Juan Antonio Caldera Alaniz, coordinador de la Dirección Estatal de Protección Civil y Bomberos (Foto: Archivo Página 24)
Según declaraciones de Juan Antonio Caldera Alaniz, coordinador de la Dirección Estatal de Protección Civil y Bomberos, durante los últimos meses del año se registraron incendios en parcelas agrícolas y forestales, siendo los pastizales los que más daños sufrieron por esta causa.
Tan solo de noviembre pasado a finales de diciembre se reportaron 82 incendios en 22 municipios, con una afectación de 294 hectáreas. Las regiones donde más han ocurrido los siniestros son Fresnillo, Guadalupe, Apozol, Calera, Jalpa, Chalchihuites, Loreto, Mazapil, Momax, Nochistlán, Sombrerete, Tabasco, Río Grande y la capital.
Trancoso, Teúl de González Ortega, Vetagrande, Villa González Ortega y Villanueva son donde también se reportaron incendios, aunque con menores daños que en los anteriores municipios.
“Fresnillo, Mazapil, Nochistlán, Guadalupe y la capital son los municipios que han tenido mayor afectación en superficie”, aseveró.
Aseguró que casi el 99.9 por ciento de los incendios de pastizales son originados por el hombre, mismos que se presentan en estas fechas porque es la temporada de estiaje.
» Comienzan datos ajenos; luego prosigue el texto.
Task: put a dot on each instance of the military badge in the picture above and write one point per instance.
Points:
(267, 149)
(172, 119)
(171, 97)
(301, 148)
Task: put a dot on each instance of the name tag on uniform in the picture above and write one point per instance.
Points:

Las quemas aparentemente controladas en el campo son detectadas por el sistema satelital, porque se salen de control por los fuertes vientos, o incluso son provocados por la manipulación de pirotecnia en cerros, principalmente por menores de edad.
Frente a este escenario fue que Caldera Alaniz pidió a la población evitar los incendios que solamente afectan al ecosistema por la contaminación, lo que genera menos lluvias, la huida de la flora y la fauna.
“El llamado es no generar incendios, no arrojar los cerillos, cigarros o pirotecnia en zonas de pastizales”, agregó.
Mientras tanto, la corporación estatal está supervisando el territorio estatal para la sofocación de los incendios que se reporten, al ser la cuarta parte del estado una zona forestal protegida que es verificada vía satélite, previendo siniestros que por los vientos puedan salirse de control.